The debate was sparked when the interim director of the control authority asked the board if the agency should send a letter to Mayor Dennis Hession requesting that Spokane join 200 other cities that have agreed to take actions to reduce global warming.
“I really have questions as far as, really, the validity of the science of a lot of this,” said at-large SCAPCA board member Michele Pope. “It looks to me like it’s lobbying for more regulation…. To me that just doesn’t sit well.”
Jeff Corkill, an Eastern Washington University chemistry professor, was the only SCAPCA member who argued that it should send the recommendation.
“I would just completely disagree completely with that,” Corkill said, regarding Pope’s discussion about global warming. Sending the recommendation to the mayor “fits into the missions of SCAPCA in that the aims of this accord are to improve air quality.”
The Kyoto Protocol, adopted in 1997, requires 35 industrialized nations to cut emissions of gases blamed for rising temperatures, according to the Associated Press. The treaty has been ratified by at least 140 nations, but the United States has said the restrictions are flawed and could hurt its economy.
“First of all, the United States doesn’t even participate in the Kyoto Protocol event, and the paper here, it says, they’ve been looking at data for the last decade,” Pope said. “Well, looking at climate trends, you have to look farther back than 10 years.”
Corkill said the science overwhelming shows a link between global warming and air pollution.
Hundreds of scientists “have recognized that global warming is for real and that ignoring it is to the detriment of future generations of Spokane, Washington and the United States.”
Last year, the U.S. Conference of Mayors started an effort, led by Seattle Mayor Greg Nickels, to persuade cities to adopt global warming measures on their own. More than 200 municipalities, including New York, Chicago, Tacoma and Billings have agreed to the Kyoto pledge, which asks cities to increase fuel efficiency of their vehicles, reduce sprawl, increase recycling and take other actions.

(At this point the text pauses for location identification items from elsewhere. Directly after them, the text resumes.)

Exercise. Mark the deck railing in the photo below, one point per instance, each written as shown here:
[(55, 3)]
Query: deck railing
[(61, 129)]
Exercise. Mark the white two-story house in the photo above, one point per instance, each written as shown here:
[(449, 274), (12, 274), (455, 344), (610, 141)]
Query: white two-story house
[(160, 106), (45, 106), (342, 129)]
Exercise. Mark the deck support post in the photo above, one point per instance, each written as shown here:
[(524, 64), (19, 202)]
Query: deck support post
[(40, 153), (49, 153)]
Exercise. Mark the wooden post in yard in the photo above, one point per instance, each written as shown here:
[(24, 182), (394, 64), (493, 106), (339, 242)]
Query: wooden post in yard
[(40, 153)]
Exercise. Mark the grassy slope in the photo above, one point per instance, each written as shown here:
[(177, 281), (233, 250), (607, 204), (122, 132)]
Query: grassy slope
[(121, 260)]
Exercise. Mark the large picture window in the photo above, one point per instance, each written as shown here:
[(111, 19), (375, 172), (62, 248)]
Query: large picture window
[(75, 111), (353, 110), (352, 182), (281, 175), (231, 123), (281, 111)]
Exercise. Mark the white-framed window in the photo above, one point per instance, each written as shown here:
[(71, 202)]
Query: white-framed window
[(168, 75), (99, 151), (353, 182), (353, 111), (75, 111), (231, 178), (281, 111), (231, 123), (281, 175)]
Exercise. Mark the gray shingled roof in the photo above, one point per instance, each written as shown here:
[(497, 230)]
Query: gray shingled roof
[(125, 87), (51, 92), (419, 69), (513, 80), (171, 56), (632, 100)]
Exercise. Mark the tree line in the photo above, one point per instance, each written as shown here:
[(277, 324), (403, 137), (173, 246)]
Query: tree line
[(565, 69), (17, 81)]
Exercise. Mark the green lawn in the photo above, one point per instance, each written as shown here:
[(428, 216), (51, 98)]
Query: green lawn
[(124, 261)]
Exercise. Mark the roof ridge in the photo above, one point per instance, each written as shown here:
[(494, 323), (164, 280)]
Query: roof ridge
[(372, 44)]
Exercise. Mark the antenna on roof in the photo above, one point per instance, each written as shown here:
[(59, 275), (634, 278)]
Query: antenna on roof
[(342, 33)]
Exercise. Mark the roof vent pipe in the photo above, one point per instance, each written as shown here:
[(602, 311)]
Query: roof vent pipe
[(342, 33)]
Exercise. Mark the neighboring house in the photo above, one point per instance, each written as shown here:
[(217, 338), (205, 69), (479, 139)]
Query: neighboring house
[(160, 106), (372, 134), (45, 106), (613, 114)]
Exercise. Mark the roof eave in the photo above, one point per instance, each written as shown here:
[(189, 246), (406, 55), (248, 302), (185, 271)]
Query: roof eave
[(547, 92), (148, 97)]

SCAPCA Interim Director Ron Edgar said the agency isn’t charged with monitoring greenhouse gases. However, adopting Kyoto measures would help other emissions that SCAPCA does measure, such as particulate matter.
“That is why I actually was asking the board that we consider supporting this agreement or at least asking the cities to consider,” Edgar said.

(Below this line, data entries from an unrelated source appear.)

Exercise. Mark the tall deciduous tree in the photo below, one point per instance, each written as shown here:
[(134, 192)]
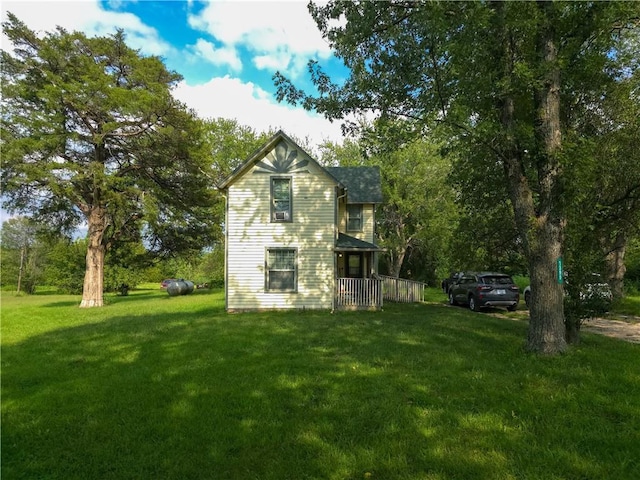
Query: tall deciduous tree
[(91, 134), (501, 75)]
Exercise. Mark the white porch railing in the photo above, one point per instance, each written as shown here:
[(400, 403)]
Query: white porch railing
[(401, 290), (358, 293)]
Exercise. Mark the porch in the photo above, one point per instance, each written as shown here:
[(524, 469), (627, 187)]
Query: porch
[(370, 293)]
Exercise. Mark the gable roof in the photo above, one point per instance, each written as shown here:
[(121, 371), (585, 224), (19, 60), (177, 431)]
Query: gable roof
[(362, 183), (288, 162)]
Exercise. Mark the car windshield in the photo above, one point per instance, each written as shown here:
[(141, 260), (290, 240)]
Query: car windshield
[(497, 280)]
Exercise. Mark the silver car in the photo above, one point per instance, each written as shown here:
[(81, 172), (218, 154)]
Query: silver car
[(485, 289)]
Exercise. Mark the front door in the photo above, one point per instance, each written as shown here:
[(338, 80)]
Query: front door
[(354, 265)]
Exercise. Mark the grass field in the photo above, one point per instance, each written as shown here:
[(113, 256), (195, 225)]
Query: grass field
[(159, 387)]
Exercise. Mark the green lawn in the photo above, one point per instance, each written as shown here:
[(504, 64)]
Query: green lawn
[(159, 387)]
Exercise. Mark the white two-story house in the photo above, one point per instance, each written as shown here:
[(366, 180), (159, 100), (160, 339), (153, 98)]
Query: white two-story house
[(299, 235)]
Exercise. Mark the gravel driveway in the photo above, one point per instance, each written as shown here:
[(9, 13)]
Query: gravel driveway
[(628, 331)]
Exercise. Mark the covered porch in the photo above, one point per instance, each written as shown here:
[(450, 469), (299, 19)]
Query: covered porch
[(358, 285)]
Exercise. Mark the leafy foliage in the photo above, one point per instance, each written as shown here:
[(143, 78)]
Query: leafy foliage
[(504, 78), (91, 133)]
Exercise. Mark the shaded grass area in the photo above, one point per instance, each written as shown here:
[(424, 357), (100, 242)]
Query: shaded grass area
[(153, 386)]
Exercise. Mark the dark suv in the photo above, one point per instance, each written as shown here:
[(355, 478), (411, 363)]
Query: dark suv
[(486, 289)]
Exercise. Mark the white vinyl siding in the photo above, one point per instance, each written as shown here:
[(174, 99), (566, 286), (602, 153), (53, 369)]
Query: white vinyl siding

Other board members said the control authority should stay out of city business unless asked to comment by the mayor. They also said the Kyoto measures, especially ones involving land, go beyond SCAPCA’s mission.
“I do not believe that it is within SCAPCA’s primary mission to intervene in land-use decisions,” said Spokane County Commissioner Todd Mielke, who sits on the SCAPCA board.
At the end of the discussion, board members decided to approach mayors to see if they want SCAPCA to provide a recommendation.
Reached Thursday evening, Hession said he plans to explore the possibility of joining the global warming effort.
“Whether all the science is there to support global warming, we know there are impacts of burning fossil fuels,” Hession said. “We have a lot at stake if it’s true.”